Bangun Krematorium Berlatar “Dresta” dan Kepentingan “Krama”

Badung, (NS7) – Krematorium menjadi salah satu solusi yang dapat dipilih masyarakat Hindu di Bali untuk melangsungkan proses ngaben. Namun, belakangan ada wacana yang menyatakan keberadaan krematorium mendobrak dresta yang sudah dimiliki Bali. Terhadap hal itu, Desa Adat Kerobokan mencoba memberi gambaran yang berbeda. DESA Adat Kerobokan yang berada di wilayah Kecamatan Kuta Utara, memiliki 50 banjar adat, dengan 6.019 KK (kepala keluarga) dengan populasi penduduk mencapai 29.108 warga. Dengan jumlah penduduk yang begitu banyak, aktivitas beryadnya tentu tidak sedikit, satu di antaranya Pitra Yadnya.

Melihat kebutuhan tersebut, desa adat yang kini dipimpin Jro Bendesa AA Putu Sutarja (55) ini, sedang merencanakan pembangunan krematorium atau tempat pembakaran mayat. Krematorium itu dicanangkan akan dibangun di Setra Pura Dalem Desa Adat Kerobokan.

Jro Bendesa AA Putu Sutarja mengatakan krematorium yang dibangun terdiri dari empat tunon (tempat pembakaran mayat, red) dengan luas 12 x 9,5 meter. Anggaran sebanyak Rp3,2 miliar pun disiapkan untuk membangun krematorium yang tujuannya mempermudah krama adat.

“Tujuan yang utama itu adalah untuk meringankan beban krama. Selain itu juga, terkait dengan program desa adat yakni ngaben massal yang biasa dilaksanakan dalam kurun waktu empat tahun sekali,’’ katanya ketika ditemui di Balai Desa Adat Kerobokan, Selasa (6/7) lalu.

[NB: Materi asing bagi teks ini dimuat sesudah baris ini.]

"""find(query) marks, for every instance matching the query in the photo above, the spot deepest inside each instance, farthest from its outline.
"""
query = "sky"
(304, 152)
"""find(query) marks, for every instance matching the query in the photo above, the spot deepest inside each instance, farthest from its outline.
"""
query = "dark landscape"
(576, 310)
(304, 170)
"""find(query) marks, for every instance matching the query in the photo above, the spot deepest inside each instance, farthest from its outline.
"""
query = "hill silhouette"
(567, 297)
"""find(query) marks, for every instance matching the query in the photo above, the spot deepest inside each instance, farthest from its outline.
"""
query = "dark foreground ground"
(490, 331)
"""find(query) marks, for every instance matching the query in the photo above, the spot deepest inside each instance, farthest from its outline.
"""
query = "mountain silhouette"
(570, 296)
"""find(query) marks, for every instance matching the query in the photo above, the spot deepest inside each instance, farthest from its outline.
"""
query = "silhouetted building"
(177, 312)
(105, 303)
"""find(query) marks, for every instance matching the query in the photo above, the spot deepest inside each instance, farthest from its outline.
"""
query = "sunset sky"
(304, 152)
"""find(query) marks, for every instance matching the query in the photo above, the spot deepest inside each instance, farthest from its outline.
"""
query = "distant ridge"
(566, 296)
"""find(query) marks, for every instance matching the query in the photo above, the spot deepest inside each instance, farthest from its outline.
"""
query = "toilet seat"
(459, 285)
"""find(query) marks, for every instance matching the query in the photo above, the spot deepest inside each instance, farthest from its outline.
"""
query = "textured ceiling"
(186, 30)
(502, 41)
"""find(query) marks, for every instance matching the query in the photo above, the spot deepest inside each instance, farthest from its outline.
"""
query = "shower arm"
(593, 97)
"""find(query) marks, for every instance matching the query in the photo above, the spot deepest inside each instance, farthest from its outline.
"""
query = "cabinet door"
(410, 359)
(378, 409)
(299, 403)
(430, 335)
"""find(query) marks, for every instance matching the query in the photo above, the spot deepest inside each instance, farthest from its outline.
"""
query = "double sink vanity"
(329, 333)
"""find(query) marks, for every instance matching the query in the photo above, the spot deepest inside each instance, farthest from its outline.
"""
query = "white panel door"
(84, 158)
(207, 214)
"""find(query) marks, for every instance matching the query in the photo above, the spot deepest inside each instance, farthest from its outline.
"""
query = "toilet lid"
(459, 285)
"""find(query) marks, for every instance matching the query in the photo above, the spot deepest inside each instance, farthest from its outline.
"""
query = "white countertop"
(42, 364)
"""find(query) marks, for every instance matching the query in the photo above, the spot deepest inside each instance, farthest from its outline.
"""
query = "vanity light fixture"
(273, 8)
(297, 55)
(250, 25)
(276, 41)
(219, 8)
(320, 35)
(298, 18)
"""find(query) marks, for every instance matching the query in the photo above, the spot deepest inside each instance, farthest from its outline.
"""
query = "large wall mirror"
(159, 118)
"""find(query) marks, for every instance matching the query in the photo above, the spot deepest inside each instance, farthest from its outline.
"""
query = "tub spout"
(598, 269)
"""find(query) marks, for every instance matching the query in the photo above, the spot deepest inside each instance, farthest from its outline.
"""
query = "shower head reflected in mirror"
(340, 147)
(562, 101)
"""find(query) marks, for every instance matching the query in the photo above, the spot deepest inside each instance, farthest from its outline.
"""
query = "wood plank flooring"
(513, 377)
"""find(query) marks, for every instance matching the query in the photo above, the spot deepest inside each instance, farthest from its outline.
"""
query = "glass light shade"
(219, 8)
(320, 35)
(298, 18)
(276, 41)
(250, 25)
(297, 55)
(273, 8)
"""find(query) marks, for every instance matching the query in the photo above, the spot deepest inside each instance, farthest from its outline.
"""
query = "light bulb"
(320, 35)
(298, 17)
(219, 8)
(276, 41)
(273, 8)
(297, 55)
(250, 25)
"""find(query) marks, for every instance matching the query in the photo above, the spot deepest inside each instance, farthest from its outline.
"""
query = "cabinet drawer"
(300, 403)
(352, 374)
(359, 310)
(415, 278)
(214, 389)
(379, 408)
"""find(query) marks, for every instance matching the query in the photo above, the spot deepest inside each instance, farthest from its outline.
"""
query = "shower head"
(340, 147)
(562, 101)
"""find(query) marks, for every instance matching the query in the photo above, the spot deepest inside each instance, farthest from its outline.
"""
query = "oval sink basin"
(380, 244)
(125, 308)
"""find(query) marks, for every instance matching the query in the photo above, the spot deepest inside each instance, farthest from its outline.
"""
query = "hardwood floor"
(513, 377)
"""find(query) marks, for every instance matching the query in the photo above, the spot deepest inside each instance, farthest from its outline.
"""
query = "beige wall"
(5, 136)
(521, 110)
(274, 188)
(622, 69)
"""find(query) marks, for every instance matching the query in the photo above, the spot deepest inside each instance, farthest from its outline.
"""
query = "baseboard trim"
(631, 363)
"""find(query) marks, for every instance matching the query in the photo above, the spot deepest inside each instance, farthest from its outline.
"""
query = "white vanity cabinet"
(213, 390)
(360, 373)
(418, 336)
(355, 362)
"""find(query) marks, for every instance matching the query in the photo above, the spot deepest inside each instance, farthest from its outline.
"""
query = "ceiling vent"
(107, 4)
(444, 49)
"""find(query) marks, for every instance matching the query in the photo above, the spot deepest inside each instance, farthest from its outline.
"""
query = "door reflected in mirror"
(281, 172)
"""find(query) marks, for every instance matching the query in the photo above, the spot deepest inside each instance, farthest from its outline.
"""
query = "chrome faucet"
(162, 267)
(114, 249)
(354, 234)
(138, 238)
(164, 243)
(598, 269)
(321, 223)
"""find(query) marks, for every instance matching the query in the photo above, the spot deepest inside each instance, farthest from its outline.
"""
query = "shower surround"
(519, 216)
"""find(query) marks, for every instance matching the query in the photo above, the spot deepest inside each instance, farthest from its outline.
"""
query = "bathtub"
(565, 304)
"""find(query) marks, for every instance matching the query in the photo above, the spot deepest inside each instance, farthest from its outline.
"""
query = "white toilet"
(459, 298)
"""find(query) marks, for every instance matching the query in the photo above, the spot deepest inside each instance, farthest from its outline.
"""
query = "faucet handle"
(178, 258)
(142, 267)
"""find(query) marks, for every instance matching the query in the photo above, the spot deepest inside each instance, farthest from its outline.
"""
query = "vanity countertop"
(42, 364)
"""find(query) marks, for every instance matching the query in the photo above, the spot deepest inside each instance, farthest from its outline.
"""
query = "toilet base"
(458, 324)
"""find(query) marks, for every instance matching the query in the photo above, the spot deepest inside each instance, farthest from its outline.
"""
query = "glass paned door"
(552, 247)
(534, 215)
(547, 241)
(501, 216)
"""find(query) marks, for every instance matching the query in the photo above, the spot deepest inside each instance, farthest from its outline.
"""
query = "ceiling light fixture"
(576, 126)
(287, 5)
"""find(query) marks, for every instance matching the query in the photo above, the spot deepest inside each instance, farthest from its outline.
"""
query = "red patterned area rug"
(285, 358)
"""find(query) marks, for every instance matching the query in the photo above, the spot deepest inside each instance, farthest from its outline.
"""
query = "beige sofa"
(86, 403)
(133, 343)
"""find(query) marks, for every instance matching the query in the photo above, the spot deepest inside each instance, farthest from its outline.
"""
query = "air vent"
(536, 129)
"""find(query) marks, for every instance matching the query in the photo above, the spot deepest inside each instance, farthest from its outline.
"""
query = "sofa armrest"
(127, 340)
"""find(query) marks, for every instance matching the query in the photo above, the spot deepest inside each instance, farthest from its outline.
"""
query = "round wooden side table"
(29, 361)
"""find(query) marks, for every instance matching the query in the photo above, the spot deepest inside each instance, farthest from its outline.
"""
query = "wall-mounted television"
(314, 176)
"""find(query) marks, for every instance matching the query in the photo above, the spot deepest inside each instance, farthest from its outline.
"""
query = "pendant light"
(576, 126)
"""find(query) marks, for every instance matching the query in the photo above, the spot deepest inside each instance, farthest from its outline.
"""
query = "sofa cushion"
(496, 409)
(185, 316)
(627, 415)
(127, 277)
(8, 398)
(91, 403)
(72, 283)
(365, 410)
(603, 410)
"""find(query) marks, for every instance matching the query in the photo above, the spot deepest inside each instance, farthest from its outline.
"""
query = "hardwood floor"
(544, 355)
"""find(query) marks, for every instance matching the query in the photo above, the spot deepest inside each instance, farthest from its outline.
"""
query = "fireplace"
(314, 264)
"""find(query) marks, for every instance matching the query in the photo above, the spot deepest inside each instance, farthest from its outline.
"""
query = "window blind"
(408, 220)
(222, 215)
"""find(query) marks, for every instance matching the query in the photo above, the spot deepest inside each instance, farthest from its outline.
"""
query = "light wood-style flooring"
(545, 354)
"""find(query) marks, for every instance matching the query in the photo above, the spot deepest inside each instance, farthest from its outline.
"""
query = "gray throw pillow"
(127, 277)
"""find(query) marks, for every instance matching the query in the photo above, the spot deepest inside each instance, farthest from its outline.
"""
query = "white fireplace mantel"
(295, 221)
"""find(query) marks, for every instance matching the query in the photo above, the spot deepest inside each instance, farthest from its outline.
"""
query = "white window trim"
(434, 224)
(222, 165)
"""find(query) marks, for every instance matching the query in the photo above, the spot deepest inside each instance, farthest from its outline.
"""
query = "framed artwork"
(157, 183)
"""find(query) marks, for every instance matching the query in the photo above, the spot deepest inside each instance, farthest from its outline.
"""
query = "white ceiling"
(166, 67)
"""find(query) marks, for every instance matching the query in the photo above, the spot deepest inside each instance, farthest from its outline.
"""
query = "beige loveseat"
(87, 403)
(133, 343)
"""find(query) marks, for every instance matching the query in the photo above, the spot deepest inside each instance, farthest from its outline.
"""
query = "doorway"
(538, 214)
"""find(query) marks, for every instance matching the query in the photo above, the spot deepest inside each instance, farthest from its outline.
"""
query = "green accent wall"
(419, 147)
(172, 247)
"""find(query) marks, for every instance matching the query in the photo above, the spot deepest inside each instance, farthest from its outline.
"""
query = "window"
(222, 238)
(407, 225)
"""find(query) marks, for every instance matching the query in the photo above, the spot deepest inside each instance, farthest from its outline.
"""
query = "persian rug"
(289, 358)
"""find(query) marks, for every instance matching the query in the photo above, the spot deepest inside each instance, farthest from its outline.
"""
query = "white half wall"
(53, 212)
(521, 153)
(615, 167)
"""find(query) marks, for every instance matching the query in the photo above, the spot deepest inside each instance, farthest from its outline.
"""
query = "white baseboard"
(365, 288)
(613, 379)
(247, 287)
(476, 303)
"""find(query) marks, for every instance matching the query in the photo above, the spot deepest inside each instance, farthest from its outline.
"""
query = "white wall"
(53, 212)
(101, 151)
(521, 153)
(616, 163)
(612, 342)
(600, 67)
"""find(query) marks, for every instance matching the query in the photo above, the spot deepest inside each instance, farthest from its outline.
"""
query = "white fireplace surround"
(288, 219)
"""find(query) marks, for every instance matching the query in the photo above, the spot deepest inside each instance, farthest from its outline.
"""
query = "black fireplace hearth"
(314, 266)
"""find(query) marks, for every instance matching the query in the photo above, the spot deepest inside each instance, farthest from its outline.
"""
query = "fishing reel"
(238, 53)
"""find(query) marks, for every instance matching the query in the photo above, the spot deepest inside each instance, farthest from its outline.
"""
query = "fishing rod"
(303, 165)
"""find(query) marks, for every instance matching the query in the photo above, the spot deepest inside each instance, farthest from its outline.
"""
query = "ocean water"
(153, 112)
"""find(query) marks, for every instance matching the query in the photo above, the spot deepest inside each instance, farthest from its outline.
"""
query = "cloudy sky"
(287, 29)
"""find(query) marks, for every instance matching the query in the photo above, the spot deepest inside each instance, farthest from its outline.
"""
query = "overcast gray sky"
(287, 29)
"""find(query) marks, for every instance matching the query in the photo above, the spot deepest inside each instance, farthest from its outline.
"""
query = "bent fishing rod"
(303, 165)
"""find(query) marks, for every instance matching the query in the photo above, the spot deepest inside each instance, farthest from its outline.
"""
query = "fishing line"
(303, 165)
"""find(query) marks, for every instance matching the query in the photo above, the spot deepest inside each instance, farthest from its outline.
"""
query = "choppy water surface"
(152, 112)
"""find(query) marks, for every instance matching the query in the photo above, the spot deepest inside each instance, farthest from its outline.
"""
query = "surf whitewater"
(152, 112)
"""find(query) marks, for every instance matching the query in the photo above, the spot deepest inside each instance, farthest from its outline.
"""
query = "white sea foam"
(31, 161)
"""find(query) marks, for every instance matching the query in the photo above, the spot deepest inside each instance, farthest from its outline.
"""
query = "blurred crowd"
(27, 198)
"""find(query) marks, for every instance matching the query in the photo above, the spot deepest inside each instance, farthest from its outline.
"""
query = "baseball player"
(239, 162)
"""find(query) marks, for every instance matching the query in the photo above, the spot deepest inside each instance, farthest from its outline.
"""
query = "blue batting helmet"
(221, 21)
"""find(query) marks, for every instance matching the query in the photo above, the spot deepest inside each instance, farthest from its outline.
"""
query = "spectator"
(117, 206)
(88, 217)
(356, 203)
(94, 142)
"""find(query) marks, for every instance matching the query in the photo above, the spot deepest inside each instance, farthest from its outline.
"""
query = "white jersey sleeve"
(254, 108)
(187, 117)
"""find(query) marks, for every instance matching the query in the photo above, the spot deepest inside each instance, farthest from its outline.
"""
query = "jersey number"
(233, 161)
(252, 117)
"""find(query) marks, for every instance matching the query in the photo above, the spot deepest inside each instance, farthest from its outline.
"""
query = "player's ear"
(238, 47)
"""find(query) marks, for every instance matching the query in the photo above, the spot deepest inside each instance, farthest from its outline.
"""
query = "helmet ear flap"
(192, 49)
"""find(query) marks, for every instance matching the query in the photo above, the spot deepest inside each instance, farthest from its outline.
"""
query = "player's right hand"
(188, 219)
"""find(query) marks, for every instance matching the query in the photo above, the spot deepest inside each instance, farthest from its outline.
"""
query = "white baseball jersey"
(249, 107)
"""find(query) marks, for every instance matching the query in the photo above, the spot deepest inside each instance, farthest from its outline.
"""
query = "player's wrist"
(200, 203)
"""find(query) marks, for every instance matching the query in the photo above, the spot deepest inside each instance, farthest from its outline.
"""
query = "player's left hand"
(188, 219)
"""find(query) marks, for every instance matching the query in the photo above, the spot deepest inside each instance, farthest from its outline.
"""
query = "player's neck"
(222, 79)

Bendesa yang juga seorang advokat itu menyebutkan, selain program ngaben massal, Desa Adat Kerobokan mempunyai program ngaben masa yang biasanya setiap enam bulan dalam kalender Bali (satu bulan kalender Bali adalah 35 hari, red), yakni setelah Wuku Uncal Balung.

“Artinya, kita lakukan itu kalau ada warga yang meninggal langsung dilakukan upacara Makingsan di Gni. Inilah tujuannya untuk membuat krematorium, sehingga abu jenazah usai Makingsan di Gni bisa dititipkan di krematorium,’’ katanya.

Ia yang juga menjabat sebagai Ketua Majelis Madya Adat Kabupaten Badung itu melanjutkan kalau tidak Makingsan di Gni, maka tradisi di Desa Adat Kerobokan akan Makingsan di Ibu Pertiwi, yakni dikubur (mapendem). Jika melakukan proses tersebut, ketika warga yang meninggal akan diaben, maka terlebih dahulu akan melakukan prosesi ngendag. Prosesi ini akan menimbulkan biaya tambahan, antara Rp 1,5 juta hingga Rp 2 juta per sawa (mayat).

”Dengan adanya krematorium dan tempat penitipan abu jenazah kami sudah meringankan beban krama dari segi pembiayaan tanpa meninggalkan dresta. Jadi dresta kita tidak hilang, (karena) di dalam krematorium itu ada tempat penitipan abu jenazah,’’ katanya.

Krematorium diproyeksikan akan membuat pelaksanaan ngaben masa dan ngaben massal semakin ringan. Masyarakat adat juga bisa bergotong royong membiayai upakara secara bersama-sama. “Berapa pun jumlah sawa yang ada dalam kurun waktu enam bulan, selama tidak dalam Wuku Uncal Balung, dilakukan ngaben masa,’’ katanya.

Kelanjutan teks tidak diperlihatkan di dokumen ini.